GENTLEMEN OF THE GRADUATING CLASS
We have reached the point in this ancient ceremony of "Taking Off" where there is no turning back, no trying it again, no next time. In this immediate sense your college experience is now beyond any further doing or, perhaps more to the point, any undoing.
In the larger sense, if you and college were well met it is no misuse of mighty words - which you may soon be repeating elsewhere —to say that your Dartmouth experience is now yours "to have and to hold from this day forward, for better or for worse, for richer or poorer, in sickness and in health, till death" do you part.
It has been our business here to learn many things together, including the awesome discovery that each of you is uniquely you. This is the perennial truth that blooms in youth. Over the years life's great teacher helps most of us to live with that somewhat abrasive and arrogant fact more graciously, more kindly and perchance more generously.
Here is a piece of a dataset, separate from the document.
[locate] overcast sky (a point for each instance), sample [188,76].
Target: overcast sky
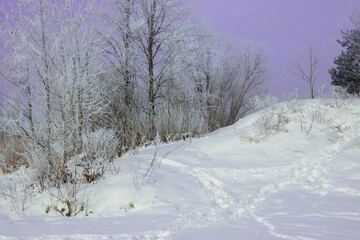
[285,26]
Only as you go on to that level of life's learning will your individuality and the individuality of others be joined in work and love rather than set apart in futility and enmity. If, happily, that higher learning should be your lot, you will know the privilege of going beyond self- assertion to the never-ended task of sustaining man's civilization in spite of himself. It is then that you personally will discover deep within yourself what is required of a man who is the stuff of an institution, not merely its beneficiary.
And now, men of Dartmouth, the word is "so long," for in the Dartmouth fellowship there is no parting.